ストレス・マネジメントとリラクセーション・トレーニング
これらは従来から多くの研究でCBTの対照群として用いられてきました。 ストレス・マネージメントやリラクゼーション・トレーニングは非特異的な効果を持つかもしれませ んが、強迫症の治療に有効であるという証拠はありません。
マインドフルネスに基づく認知療法
マインドフルネスに基づいた療法は強迫症に有用であると考えられています。 予備的なデータでは、強迫症治療における有用性が示唆されている。 RCTのプロトコールは発表されているが、臨床集団におけるエビデンスは発表されていない。
家族包括的治療
家族包括的治療(FIT)のアプローチは、家族機能を改善し、行動療法などを促進するために、家族を治療に含めることを目的としている。 家族による強迫症状の緩和を対象とした研究では、患者の機能がより改善したことが報告されている。 家族による症状の緩和は治療成績の低下と関連するため、家族もCBTに参加することが推奨される。
引用文献
Janardhan Reddy YC, Sundar AS, Narayanaswamy JC, Math SB. Clinical practice guidelines for Obsessive-Compulsive Disorder. Indian J Psychiatry. 2017 Jan;59(Suppl 1):S74-S90. doi: 10.4103/0019-5545.196976. PMID: 28216787; PMCID: PMC5310107.

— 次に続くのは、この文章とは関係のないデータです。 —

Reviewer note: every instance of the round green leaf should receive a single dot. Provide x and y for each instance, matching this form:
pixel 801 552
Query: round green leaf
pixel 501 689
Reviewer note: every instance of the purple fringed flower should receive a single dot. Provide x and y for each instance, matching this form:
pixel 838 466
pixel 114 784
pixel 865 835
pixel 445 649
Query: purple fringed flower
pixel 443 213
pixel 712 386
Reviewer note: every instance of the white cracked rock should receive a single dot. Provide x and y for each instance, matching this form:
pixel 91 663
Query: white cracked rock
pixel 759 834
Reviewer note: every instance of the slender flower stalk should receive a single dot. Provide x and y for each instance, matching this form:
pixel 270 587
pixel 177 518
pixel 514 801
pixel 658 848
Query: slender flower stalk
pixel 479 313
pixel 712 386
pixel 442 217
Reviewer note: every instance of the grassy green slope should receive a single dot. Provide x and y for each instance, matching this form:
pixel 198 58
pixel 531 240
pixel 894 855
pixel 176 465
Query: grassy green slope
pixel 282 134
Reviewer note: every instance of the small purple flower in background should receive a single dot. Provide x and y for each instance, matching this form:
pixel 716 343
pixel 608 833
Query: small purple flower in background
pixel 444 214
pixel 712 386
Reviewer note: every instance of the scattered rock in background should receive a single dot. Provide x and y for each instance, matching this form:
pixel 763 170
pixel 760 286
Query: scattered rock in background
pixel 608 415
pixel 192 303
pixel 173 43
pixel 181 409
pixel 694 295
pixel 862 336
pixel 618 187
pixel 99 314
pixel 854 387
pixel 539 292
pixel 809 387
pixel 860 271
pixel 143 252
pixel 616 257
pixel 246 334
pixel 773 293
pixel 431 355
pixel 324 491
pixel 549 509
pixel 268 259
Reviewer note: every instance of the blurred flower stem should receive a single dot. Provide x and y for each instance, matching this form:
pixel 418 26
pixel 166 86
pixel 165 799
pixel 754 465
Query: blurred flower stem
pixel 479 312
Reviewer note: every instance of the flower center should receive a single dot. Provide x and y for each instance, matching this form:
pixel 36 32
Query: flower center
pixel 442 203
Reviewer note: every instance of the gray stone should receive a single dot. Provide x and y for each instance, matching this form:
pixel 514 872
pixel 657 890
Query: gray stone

Koran LM, Hanna GL, Hollander E, Nestadt G, Simpson HB; American Psychiatric Association. Practice guideline for the treatment of patients with obsessive-compulsive disorder. Am J Psychiatry. 2007 Jul;164(7 Suppl):5-53. PMID: 17849776.
Pallanti S, Quercioli L. Treatment-refractory obsessive-compulsive disorder: methodological issues, operational definitions and therapeutic lines. Prog Neuropsychopharmacol Biol Psychiatry. 2006 May;30(3):400-12. doi: 10.1016/j.pnpbp.2005.11.028. Epub 2006 Feb 28. PMID: 16503369.